The structures solved to date are suggestive of a concerted conformational change throughout all three sites, but it remains to be seen whether changes in each site can occur independently of one another. Such a possibility is suggested by structures of the A2A adenosine receptor bound to agonists114,115. Conformational changes in the orthosteric site are indicative of receptor activation, but the intracellular surface remains in a closed, inactive state. Activation of the mAChRs might similarly involve separable conformational changes at each of the three sites rather than a single concerted activation throughout the entire receptor. Spectroscopic and other biophysical assays will probably be required to definitively establish the mechanism of receptor activation and the means through which ligands stabilize active receptor conformations.

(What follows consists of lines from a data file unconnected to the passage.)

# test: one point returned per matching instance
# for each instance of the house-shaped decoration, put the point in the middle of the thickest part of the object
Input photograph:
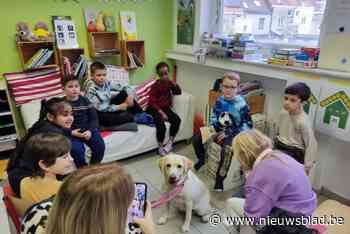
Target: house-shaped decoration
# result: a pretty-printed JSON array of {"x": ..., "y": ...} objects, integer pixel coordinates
[
  {"x": 338, "y": 106},
  {"x": 312, "y": 100}
]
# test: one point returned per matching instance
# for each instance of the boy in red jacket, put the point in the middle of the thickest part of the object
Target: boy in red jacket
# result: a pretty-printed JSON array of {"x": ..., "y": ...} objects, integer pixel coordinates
[{"x": 160, "y": 102}]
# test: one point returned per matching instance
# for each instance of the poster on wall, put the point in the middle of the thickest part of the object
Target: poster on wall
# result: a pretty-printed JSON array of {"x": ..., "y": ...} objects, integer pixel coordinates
[
  {"x": 332, "y": 117},
  {"x": 65, "y": 32},
  {"x": 97, "y": 20},
  {"x": 314, "y": 82},
  {"x": 185, "y": 21},
  {"x": 128, "y": 25}
]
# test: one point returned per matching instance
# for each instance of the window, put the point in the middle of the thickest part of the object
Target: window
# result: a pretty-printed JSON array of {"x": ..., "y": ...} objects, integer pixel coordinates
[
  {"x": 280, "y": 21},
  {"x": 287, "y": 22},
  {"x": 245, "y": 27},
  {"x": 261, "y": 23},
  {"x": 303, "y": 20}
]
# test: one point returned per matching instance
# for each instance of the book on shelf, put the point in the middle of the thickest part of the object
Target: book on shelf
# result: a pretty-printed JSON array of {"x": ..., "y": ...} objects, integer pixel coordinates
[{"x": 39, "y": 58}]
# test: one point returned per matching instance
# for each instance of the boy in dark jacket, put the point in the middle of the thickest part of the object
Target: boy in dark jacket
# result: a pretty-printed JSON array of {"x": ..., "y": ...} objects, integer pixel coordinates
[{"x": 160, "y": 102}]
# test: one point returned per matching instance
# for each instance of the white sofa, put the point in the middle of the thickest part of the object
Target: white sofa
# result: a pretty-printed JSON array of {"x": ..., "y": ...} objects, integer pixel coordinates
[{"x": 121, "y": 144}]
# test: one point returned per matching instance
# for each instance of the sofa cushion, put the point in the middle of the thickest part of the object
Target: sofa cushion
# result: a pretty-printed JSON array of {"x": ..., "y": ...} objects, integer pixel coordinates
[{"x": 30, "y": 112}]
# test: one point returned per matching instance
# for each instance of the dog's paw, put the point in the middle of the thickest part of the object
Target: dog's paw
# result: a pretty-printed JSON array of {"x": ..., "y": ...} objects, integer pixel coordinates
[
  {"x": 162, "y": 220},
  {"x": 205, "y": 218},
  {"x": 185, "y": 228}
]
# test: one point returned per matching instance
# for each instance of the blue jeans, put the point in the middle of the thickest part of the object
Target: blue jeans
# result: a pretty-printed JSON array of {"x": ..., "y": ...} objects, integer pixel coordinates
[{"x": 96, "y": 144}]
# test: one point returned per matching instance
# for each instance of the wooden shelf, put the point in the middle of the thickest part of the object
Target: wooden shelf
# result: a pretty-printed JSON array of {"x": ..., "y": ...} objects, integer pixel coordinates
[
  {"x": 103, "y": 44},
  {"x": 71, "y": 54},
  {"x": 27, "y": 49},
  {"x": 134, "y": 46}
]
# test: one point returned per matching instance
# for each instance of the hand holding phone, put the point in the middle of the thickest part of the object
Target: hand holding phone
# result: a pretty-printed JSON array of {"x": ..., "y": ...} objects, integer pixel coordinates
[{"x": 137, "y": 208}]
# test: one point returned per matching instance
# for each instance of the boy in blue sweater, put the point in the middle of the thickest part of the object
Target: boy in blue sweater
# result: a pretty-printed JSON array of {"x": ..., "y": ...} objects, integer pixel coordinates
[
  {"x": 85, "y": 119},
  {"x": 115, "y": 104},
  {"x": 238, "y": 110}
]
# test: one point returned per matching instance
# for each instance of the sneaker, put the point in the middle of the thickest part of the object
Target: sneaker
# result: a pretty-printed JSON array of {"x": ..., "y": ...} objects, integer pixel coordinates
[
  {"x": 198, "y": 165},
  {"x": 168, "y": 147},
  {"x": 161, "y": 151}
]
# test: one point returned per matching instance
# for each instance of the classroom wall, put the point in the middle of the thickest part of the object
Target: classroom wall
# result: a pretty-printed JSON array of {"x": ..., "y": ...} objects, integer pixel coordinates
[
  {"x": 333, "y": 157},
  {"x": 154, "y": 25}
]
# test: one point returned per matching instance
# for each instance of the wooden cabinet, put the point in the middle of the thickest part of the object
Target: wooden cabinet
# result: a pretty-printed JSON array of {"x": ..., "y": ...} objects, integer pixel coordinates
[
  {"x": 103, "y": 44},
  {"x": 135, "y": 47},
  {"x": 8, "y": 134},
  {"x": 27, "y": 50}
]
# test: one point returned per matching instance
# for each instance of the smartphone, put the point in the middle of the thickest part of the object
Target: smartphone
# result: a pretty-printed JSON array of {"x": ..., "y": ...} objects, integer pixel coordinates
[{"x": 138, "y": 206}]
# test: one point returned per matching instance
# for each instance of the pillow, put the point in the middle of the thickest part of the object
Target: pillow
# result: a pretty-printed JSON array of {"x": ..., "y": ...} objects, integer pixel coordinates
[
  {"x": 142, "y": 93},
  {"x": 34, "y": 85},
  {"x": 30, "y": 112},
  {"x": 129, "y": 127}
]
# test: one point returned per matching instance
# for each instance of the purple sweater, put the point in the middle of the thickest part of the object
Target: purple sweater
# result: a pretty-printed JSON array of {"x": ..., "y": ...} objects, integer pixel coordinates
[{"x": 280, "y": 183}]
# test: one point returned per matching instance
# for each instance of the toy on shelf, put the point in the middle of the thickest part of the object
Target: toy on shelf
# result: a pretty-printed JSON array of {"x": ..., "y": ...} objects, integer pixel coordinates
[
  {"x": 283, "y": 56},
  {"x": 307, "y": 58},
  {"x": 23, "y": 32},
  {"x": 41, "y": 32},
  {"x": 100, "y": 27}
]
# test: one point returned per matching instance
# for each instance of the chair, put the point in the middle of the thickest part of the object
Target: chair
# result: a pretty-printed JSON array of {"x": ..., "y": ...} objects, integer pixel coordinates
[{"x": 10, "y": 207}]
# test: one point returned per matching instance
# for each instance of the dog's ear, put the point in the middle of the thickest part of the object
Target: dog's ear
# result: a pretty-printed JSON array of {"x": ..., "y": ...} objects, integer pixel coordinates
[
  {"x": 161, "y": 163},
  {"x": 188, "y": 164}
]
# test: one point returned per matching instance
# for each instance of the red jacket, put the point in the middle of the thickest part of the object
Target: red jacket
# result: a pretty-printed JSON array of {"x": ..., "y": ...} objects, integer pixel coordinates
[{"x": 161, "y": 94}]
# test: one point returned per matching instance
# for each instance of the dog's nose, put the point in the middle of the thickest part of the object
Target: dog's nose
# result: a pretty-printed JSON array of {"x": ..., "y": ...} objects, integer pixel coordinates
[{"x": 172, "y": 179}]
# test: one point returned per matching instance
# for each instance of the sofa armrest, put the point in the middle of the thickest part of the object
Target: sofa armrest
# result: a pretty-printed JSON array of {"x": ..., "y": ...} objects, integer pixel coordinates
[{"x": 183, "y": 106}]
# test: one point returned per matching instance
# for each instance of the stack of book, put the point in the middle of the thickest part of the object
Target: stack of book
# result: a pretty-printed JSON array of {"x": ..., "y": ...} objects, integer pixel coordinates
[
  {"x": 245, "y": 50},
  {"x": 40, "y": 58},
  {"x": 134, "y": 62},
  {"x": 77, "y": 69},
  {"x": 284, "y": 57},
  {"x": 106, "y": 52}
]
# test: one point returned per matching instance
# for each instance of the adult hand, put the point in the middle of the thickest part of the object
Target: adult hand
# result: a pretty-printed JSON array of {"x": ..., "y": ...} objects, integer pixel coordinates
[
  {"x": 146, "y": 224},
  {"x": 123, "y": 106},
  {"x": 87, "y": 135},
  {"x": 164, "y": 116},
  {"x": 77, "y": 133}
]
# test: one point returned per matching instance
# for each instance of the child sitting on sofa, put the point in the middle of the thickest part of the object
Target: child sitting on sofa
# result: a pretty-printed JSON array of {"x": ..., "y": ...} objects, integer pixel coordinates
[
  {"x": 85, "y": 119},
  {"x": 55, "y": 117},
  {"x": 112, "y": 109},
  {"x": 238, "y": 109},
  {"x": 46, "y": 155},
  {"x": 294, "y": 131},
  {"x": 159, "y": 106}
]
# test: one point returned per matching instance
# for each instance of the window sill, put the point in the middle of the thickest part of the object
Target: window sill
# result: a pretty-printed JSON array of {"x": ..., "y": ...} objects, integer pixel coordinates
[{"x": 258, "y": 68}]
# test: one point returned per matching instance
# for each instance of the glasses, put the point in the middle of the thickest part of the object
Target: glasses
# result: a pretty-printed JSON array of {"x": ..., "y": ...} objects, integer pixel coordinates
[{"x": 229, "y": 87}]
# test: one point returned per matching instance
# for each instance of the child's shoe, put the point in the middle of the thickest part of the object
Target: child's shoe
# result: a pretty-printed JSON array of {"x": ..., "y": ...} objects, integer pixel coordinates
[
  {"x": 161, "y": 151},
  {"x": 168, "y": 147}
]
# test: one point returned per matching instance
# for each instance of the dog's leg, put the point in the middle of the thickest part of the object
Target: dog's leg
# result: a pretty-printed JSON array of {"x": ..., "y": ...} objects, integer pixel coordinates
[
  {"x": 164, "y": 218},
  {"x": 189, "y": 207}
]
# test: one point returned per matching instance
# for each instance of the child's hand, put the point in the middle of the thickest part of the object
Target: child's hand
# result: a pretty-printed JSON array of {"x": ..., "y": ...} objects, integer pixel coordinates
[
  {"x": 87, "y": 135},
  {"x": 146, "y": 224},
  {"x": 164, "y": 116},
  {"x": 220, "y": 137},
  {"x": 76, "y": 133},
  {"x": 122, "y": 106}
]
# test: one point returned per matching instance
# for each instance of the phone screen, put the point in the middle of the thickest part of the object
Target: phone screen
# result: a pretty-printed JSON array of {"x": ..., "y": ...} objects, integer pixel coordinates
[{"x": 138, "y": 206}]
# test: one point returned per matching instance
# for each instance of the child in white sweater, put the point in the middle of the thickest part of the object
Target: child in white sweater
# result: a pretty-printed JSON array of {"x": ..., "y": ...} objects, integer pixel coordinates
[{"x": 295, "y": 135}]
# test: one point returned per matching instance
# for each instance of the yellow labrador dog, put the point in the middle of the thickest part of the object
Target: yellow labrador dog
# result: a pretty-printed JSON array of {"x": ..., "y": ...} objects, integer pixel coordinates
[{"x": 176, "y": 170}]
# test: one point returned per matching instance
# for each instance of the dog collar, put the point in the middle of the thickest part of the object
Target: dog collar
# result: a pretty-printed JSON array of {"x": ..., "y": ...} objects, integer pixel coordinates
[{"x": 168, "y": 196}]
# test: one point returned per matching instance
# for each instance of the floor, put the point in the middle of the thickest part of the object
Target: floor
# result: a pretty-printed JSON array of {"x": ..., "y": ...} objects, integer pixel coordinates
[{"x": 144, "y": 168}]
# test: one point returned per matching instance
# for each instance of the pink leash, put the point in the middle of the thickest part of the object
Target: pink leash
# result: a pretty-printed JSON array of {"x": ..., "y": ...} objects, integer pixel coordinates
[{"x": 166, "y": 197}]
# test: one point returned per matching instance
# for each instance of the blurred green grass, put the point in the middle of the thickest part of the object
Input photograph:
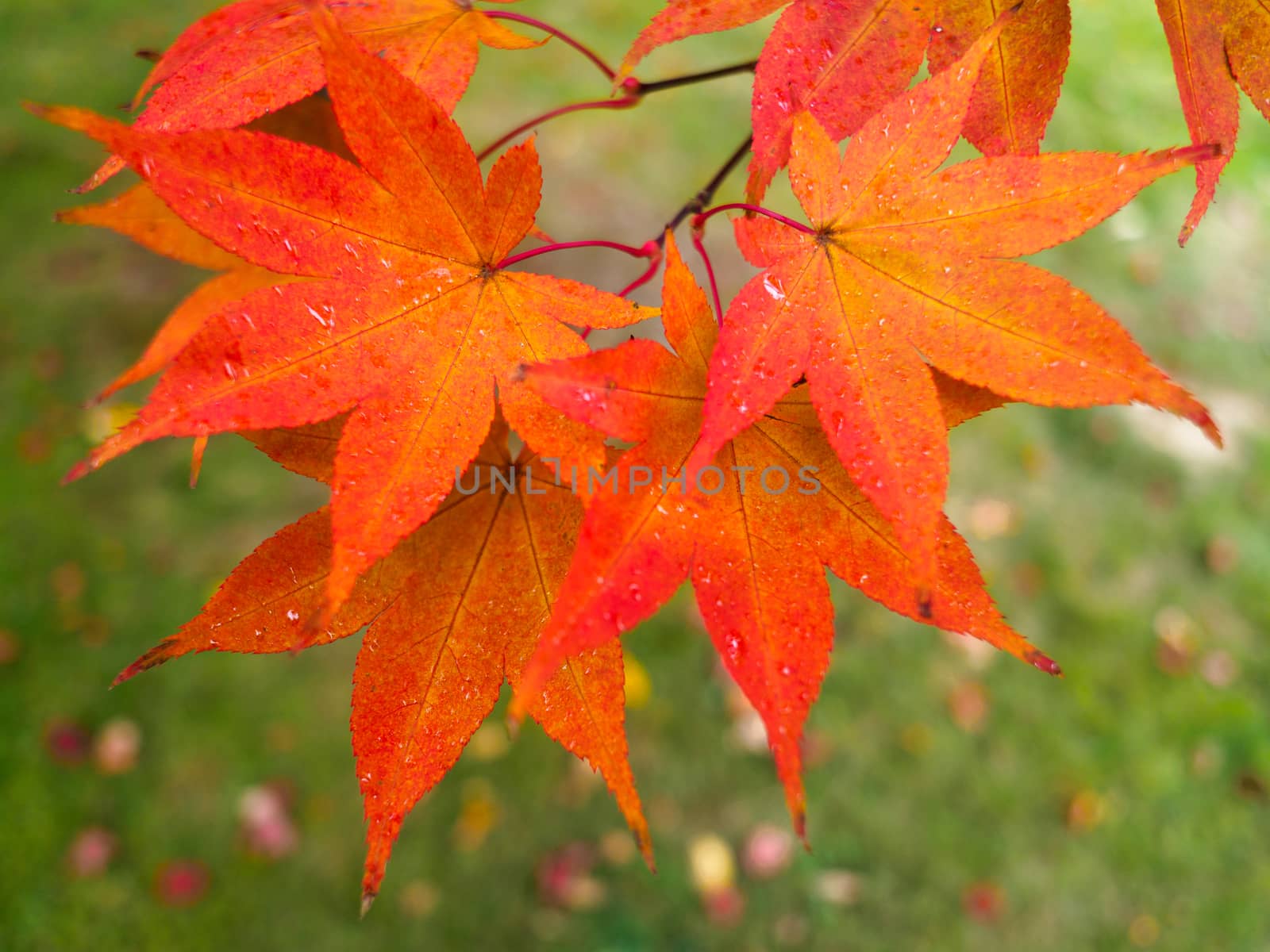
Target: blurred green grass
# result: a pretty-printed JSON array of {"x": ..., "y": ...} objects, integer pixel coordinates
[{"x": 1133, "y": 556}]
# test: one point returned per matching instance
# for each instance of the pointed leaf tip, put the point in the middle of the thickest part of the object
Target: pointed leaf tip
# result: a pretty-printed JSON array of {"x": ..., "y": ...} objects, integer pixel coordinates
[
  {"x": 78, "y": 471},
  {"x": 1038, "y": 659},
  {"x": 645, "y": 848}
]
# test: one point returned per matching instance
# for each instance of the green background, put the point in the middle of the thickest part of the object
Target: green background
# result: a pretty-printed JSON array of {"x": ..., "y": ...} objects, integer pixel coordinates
[{"x": 1132, "y": 554}]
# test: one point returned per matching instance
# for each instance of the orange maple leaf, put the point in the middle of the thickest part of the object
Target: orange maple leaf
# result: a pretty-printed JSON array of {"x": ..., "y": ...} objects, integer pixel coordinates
[
  {"x": 842, "y": 60},
  {"x": 903, "y": 268},
  {"x": 1022, "y": 78},
  {"x": 1217, "y": 48},
  {"x": 141, "y": 216},
  {"x": 755, "y": 541},
  {"x": 452, "y": 613},
  {"x": 256, "y": 56},
  {"x": 406, "y": 317}
]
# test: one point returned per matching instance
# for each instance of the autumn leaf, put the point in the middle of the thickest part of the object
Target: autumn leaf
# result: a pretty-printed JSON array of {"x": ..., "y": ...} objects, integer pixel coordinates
[
  {"x": 842, "y": 60},
  {"x": 256, "y": 56},
  {"x": 903, "y": 268},
  {"x": 406, "y": 319},
  {"x": 1216, "y": 48},
  {"x": 755, "y": 537},
  {"x": 681, "y": 19},
  {"x": 452, "y": 613},
  {"x": 1022, "y": 78},
  {"x": 139, "y": 215}
]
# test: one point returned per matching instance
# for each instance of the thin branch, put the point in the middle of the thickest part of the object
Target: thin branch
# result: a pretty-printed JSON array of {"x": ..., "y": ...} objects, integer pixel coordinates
[
  {"x": 624, "y": 103},
  {"x": 559, "y": 35},
  {"x": 645, "y": 88},
  {"x": 565, "y": 245},
  {"x": 698, "y": 220},
  {"x": 714, "y": 285},
  {"x": 700, "y": 201}
]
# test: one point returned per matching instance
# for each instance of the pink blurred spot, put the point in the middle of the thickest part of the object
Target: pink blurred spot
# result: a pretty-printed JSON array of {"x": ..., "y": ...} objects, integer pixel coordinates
[
  {"x": 768, "y": 852},
  {"x": 67, "y": 743},
  {"x": 181, "y": 882},
  {"x": 90, "y": 852}
]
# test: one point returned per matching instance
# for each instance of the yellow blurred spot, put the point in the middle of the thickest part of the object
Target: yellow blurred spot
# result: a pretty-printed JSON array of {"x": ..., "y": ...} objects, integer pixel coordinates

Conclusions and future challenges

The past few years have witnessed unprecedented progress in our understanding of the biology, pharmacology and structure of mAChRs. The use of novel mutant mouse models, including mAChR knock-in mice with altered signalling properties and mutant mice in which distinct mAChR subtypes can be deleted in a temporally and spatially controlled fashion, should provide more detailed insights into mAChR biology.

From a structural point of view, the most obvious future goal is to obtain high-resolution structures for all five mAChR subtypes, both in their inactive and active conformations, as well as in complex with different classes of ligands (orthosteric, allosteric or bitopic ligands). Such studies may reveal a broad spectrum of mAChR conformations depending on the receptor subtype and activation state, as well as receptor-bound ligands. Identifying the structural basis that underlies the ability of mAChRs, as well as other GPCRs, to interact with G proteins, arrestins, GPCR kinases (GRKs) and other GPCR-associated signalling molecules should also be of great general interest. Taken together, the outcome of these studies should considerably facilitate the development of novel muscarinic receptor agents and tools that show a high degree of mAChR subtype selectivity and hopefully cause fewer side effects. Finally, lessons learned from work in the mAChR field may be applicable to GPCRs in general, offering new insights into how to design better therapeutic agents targeting this important class of cell surface receptors.